Customer has about 160,000 jobs in Autosys. Initial collection of jobs in WCC (or after you perform a wcc_monitor -d ALL and restart WCC) collects all of the 160,000 jobs properly.
After a bit of time, they restart WCC without changing anything in WCC. The job collection count in WCC starts going down, from 160,000, it goes back all the way to 30,000. It does not seem to go back as much from that point onwards
WCC 11.4.7/12.x when working with Autosys, it issues chunked data collection from autosys, 30k records in each chunk.
When it needs to next 30k records but, for some reason autosys gives less than 30k records, WCC sees that as a potential change in the jobs between WCC and Autosys. It deletes all the rest of the records except the last obtained 30k chunk.
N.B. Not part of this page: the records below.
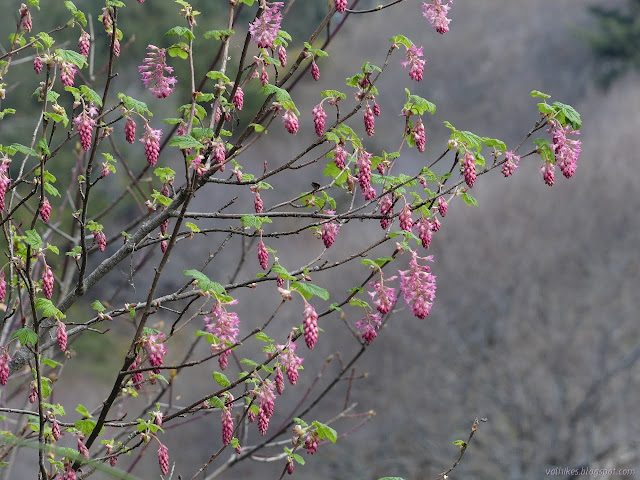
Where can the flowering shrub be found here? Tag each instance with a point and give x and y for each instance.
(58, 255)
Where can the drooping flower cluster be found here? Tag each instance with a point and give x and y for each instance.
(415, 62)
(319, 117)
(436, 13)
(67, 73)
(61, 336)
(511, 164)
(266, 396)
(310, 325)
(154, 345)
(290, 120)
(263, 255)
(45, 210)
(151, 140)
(386, 208)
(224, 325)
(227, 420)
(406, 222)
(154, 70)
(369, 121)
(84, 44)
(264, 29)
(47, 282)
(418, 286)
(565, 149)
(469, 168)
(364, 174)
(84, 124)
(163, 458)
(291, 361)
(130, 130)
(4, 365)
(419, 135)
(369, 326)
(383, 297)
(330, 230)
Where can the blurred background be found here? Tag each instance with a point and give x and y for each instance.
(535, 326)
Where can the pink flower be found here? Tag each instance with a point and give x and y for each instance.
(406, 223)
(163, 459)
(330, 230)
(130, 130)
(61, 336)
(419, 136)
(153, 72)
(310, 325)
(340, 156)
(84, 44)
(4, 366)
(414, 62)
(290, 121)
(238, 99)
(511, 164)
(469, 168)
(386, 208)
(151, 140)
(315, 71)
(319, 117)
(264, 29)
(263, 255)
(418, 286)
(67, 73)
(369, 121)
(47, 282)
(436, 13)
(45, 210)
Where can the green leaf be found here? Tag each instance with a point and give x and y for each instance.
(308, 290)
(97, 306)
(469, 200)
(90, 95)
(221, 379)
(33, 239)
(218, 34)
(82, 410)
(73, 57)
(182, 32)
(134, 105)
(264, 337)
(252, 221)
(184, 142)
(86, 426)
(49, 309)
(26, 336)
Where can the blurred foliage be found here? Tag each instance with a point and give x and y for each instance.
(616, 42)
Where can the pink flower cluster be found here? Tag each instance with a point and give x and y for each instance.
(436, 13)
(415, 63)
(266, 396)
(151, 140)
(153, 72)
(565, 149)
(418, 286)
(224, 325)
(330, 230)
(310, 325)
(264, 29)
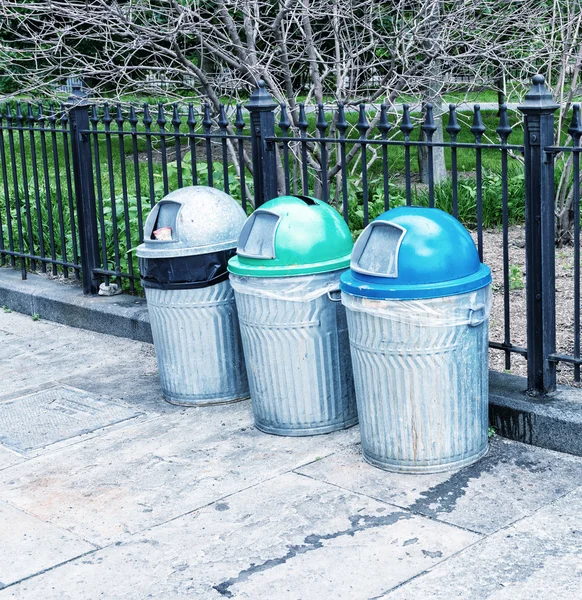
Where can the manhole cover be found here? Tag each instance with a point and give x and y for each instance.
(43, 418)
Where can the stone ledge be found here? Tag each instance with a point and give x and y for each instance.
(123, 316)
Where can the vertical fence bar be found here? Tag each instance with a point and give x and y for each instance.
(136, 173)
(64, 122)
(58, 189)
(223, 125)
(322, 126)
(16, 190)
(503, 131)
(47, 186)
(239, 123)
(147, 123)
(575, 130)
(107, 120)
(429, 127)
(453, 129)
(262, 109)
(302, 124)
(22, 150)
(124, 195)
(85, 191)
(161, 121)
(538, 109)
(478, 129)
(362, 126)
(207, 127)
(6, 193)
(94, 119)
(176, 122)
(34, 166)
(284, 125)
(407, 127)
(342, 126)
(384, 127)
(191, 121)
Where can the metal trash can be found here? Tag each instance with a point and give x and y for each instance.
(418, 303)
(188, 238)
(290, 255)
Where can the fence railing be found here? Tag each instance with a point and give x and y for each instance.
(78, 182)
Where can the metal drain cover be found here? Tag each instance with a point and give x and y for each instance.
(60, 413)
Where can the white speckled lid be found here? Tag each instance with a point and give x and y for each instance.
(202, 220)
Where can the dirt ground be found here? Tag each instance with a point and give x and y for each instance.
(493, 256)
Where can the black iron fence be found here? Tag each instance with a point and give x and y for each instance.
(78, 182)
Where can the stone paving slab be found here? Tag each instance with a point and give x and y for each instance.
(144, 474)
(29, 545)
(510, 482)
(196, 503)
(537, 558)
(291, 537)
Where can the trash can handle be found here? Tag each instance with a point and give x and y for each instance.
(477, 315)
(334, 298)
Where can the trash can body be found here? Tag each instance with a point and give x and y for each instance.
(295, 340)
(418, 334)
(198, 345)
(290, 255)
(190, 301)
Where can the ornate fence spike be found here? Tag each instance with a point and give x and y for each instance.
(478, 127)
(341, 123)
(575, 129)
(453, 128)
(504, 129)
(406, 125)
(384, 125)
(321, 123)
(362, 125)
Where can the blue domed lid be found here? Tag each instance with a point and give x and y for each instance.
(413, 252)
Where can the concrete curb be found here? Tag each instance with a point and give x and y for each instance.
(554, 422)
(123, 316)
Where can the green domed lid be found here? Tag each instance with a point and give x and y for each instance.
(292, 235)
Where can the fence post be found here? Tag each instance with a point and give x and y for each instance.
(84, 189)
(261, 107)
(538, 109)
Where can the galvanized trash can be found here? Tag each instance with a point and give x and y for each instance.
(290, 255)
(188, 238)
(418, 303)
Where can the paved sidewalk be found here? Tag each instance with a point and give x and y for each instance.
(106, 491)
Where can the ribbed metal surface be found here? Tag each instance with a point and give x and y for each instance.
(422, 392)
(299, 365)
(198, 347)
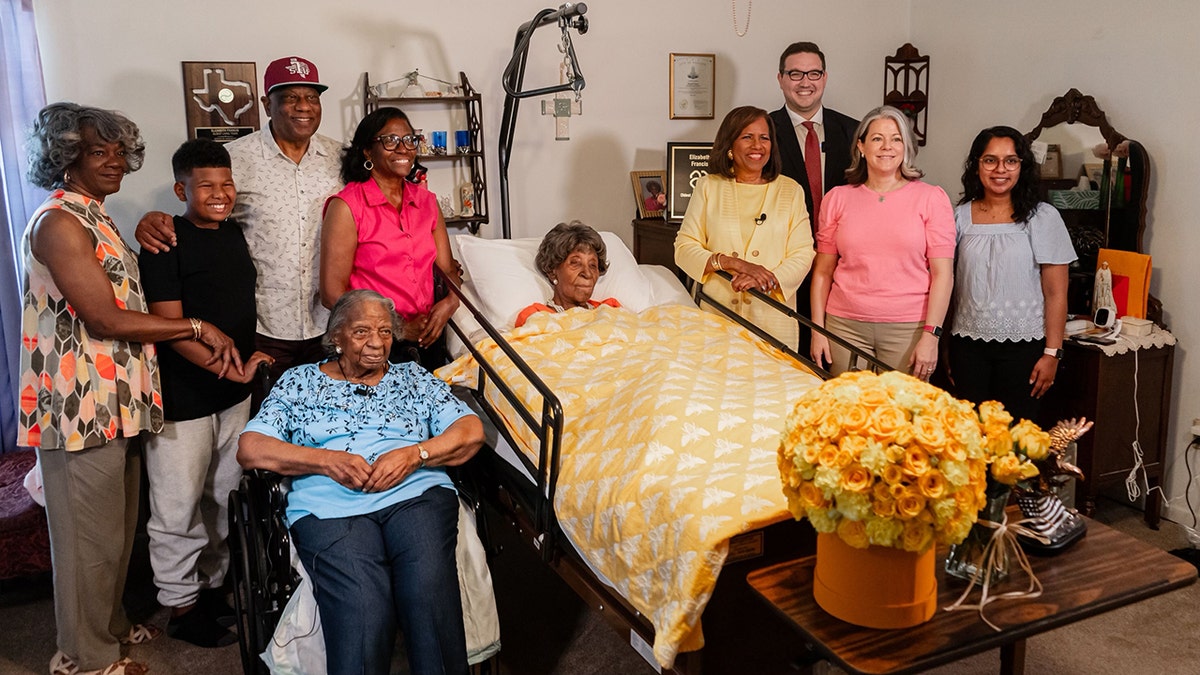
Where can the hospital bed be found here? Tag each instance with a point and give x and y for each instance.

This was seen in situations where autosys database has same job, but with multiple is_active=1 records and are also the latest job version (is_currver=1) in the ujo_job table. Normally for a given job, only one record in ujo_job table exists, where is_active=1.
Release : 12.0
Solution there is to ensure only one is_active=1 record exists for a given job.
Below type of query can be used to understand what jobid records in ujo_job having multiple is_active=1 and is_currver=1 records.
SELECT joid, COUNT(*) FROM ujo_job
WHERE joid>0 AND is_active=1 AND is_currver=1 AND
COALESCE(job_name,' ') LIKE '%' GROUP BY joid HAVING COUNT(*) > 1;
Work with Broadcom support team to get appropriate records fixed (usually older job version record is set with is_active=0 and a commit is issued).
After all such duplicate records are fixed, do a fresh collection from WCC (wcc_monitor -u user -p password -d ALL) and now restart of WCC should not cause any deletion of job collections.